Hot Topic Hukum

Ini Sosok Hakim yang Putuskan Tunda Pemilu, Rekam Jejaknya di Pengadilan Sering Bikin Kontroversi!

Channel9.id – Jakarta.Putusan Pengadilan Negeri (PN) Jakarta Pusat baru-baru ini menuai polemik di masyarakat. Pasalnya, Majelis Hakim pada Kamis (2/3/2023) lalu, telah memutuskan Komisi Pemilihan Umum (KPU) untuk menunda Pemilu 2024. Vonis itu sekaligus kemenangan bagi Partai Prima yang tak terima gagal jadi peserta Pemilu 2024.

Majelis Hakim yang diketuai Hakim Oyong atau Tengku Oyong menilai KPU telah melakukan tindakan melawan hukum. Sebab, KPU menyatakan Partai Prima tidak memenuhi syarat dalam tahapan verifikasi administrasi parpol. Oleh sebab itu, PN Jakarta Pusat menghukum KPU untuk menunda tahapan Pemilu 2024 selama 2 tahun 4 bulan sejak putusan dijatuhkan atau hingga 2025.

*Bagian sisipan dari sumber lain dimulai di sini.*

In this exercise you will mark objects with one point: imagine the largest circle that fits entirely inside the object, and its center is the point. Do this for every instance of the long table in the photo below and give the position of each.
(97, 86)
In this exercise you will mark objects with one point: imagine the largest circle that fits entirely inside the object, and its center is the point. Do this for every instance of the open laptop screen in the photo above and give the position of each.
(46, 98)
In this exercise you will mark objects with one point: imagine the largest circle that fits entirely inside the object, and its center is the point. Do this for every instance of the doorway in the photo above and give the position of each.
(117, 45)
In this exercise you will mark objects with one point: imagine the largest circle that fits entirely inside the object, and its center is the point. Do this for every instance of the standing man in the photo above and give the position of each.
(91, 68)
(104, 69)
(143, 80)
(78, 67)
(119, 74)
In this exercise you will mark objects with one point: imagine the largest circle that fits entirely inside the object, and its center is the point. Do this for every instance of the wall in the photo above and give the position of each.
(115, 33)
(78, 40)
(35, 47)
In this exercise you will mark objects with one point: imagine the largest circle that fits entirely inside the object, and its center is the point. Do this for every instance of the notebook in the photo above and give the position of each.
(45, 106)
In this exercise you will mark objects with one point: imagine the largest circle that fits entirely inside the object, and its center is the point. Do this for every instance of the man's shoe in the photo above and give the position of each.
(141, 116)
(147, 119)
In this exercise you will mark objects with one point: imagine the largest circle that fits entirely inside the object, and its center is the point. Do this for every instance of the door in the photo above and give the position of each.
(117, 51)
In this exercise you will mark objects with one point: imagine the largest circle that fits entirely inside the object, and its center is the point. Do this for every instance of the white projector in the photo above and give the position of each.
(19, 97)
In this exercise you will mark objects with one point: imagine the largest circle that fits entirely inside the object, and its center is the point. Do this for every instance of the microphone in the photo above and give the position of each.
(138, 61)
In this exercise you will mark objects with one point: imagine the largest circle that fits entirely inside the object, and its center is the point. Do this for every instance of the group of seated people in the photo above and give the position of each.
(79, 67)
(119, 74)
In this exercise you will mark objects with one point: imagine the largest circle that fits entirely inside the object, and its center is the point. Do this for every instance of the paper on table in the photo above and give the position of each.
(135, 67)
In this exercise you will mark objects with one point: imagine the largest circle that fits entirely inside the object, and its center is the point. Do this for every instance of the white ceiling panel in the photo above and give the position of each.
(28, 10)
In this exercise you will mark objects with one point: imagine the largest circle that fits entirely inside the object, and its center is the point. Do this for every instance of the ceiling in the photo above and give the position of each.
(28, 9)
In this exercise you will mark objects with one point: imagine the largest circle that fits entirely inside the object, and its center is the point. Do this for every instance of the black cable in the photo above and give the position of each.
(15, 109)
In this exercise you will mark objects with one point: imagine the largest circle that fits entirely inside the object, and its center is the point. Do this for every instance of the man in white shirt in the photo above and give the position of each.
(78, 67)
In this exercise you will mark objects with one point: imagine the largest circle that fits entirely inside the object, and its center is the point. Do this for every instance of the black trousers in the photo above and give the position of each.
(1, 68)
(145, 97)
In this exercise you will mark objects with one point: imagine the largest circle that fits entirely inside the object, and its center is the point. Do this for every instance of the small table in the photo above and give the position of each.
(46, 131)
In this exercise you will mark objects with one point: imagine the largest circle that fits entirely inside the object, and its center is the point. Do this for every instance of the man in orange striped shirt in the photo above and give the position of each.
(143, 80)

Atas putusan tersebut, para pakar menilai putusan majelis hakim telah melampaui kewenangannya. Sehingga, rekam jejak ketua majelis hakim pun turut disorot publik.

Diketahui, Hakim Oyong merupakan hakim madya utama dengan pangkat pembina utama muda (IV/C) di PN Jakarta Pusat. Sebelumnya, ia bertugas di PN Medan lalu dimutasi ke PN Jakarta Pusat.

Baca Juga :Sah! Pengadilan Negeri Putuskan Pemilu 2024 Ditunda

Baca Juga :Siapa yang Bermain di Balik Putusan PN Jakpus Tunda Pemilu?

Melansir dari Tempo, Oyong tercatat pernah menangani sejumlah perkara. Berikut kasus-kasus yang pernah ditanganinya.

  1. Kasus Gugatan Fadel Muhammad kepada La Nyalla dan Mahyudin

Ketika menjalani tugas di PN Jakpus, Oyong diketahui pernah menangani gugatan yang dilayangkan anggota DPD RI Fadel Muhammad. Gugatan tersebut ditujukan kepada tergugat I Ketua DPD La Nyalla Mahmud Mattalitti, dan tergugat II Ketua DPD RI Mahyudin. Fadel melayangkan gugatan kepada keduanya lantaran Fadel dicopot dari jabatannya sebagai Wakil Ketua MPR dari unsur DPD. Ketika itu, gugatan Fadel ditolak karena PN Jakarta Pusat menyatakan tidak berwenang mengadili Surat Keputusan DPD RI atas hasil Sidang Paripurna Lembaga Negara tersebut.

  1. Kasus penipuan Eks Calon Dirut Bank Sumut Freddy Hutabarat

Oyong juga pernah menangani perkara kasus mantan calon Direktur Utama PT Bank Sumut Freddy Hutabarat. Freddy terbukti melakukan penipuan terhadap seorang pengusaha bernama Ali Sutomo sebesar Rp 275 juta. Oyong pun memvonis Freddy dengan pidana penjara selama 2 bulan dan masa percobaan selama 4 bulan. Namun, sidang putusan dinilai ganjal. Sebab, Oyong terkesan buru-buru dalam membacakan vonis terhadap Freddy. Bahkan, putusan tersebut hanya dibacakan selama 3 menit.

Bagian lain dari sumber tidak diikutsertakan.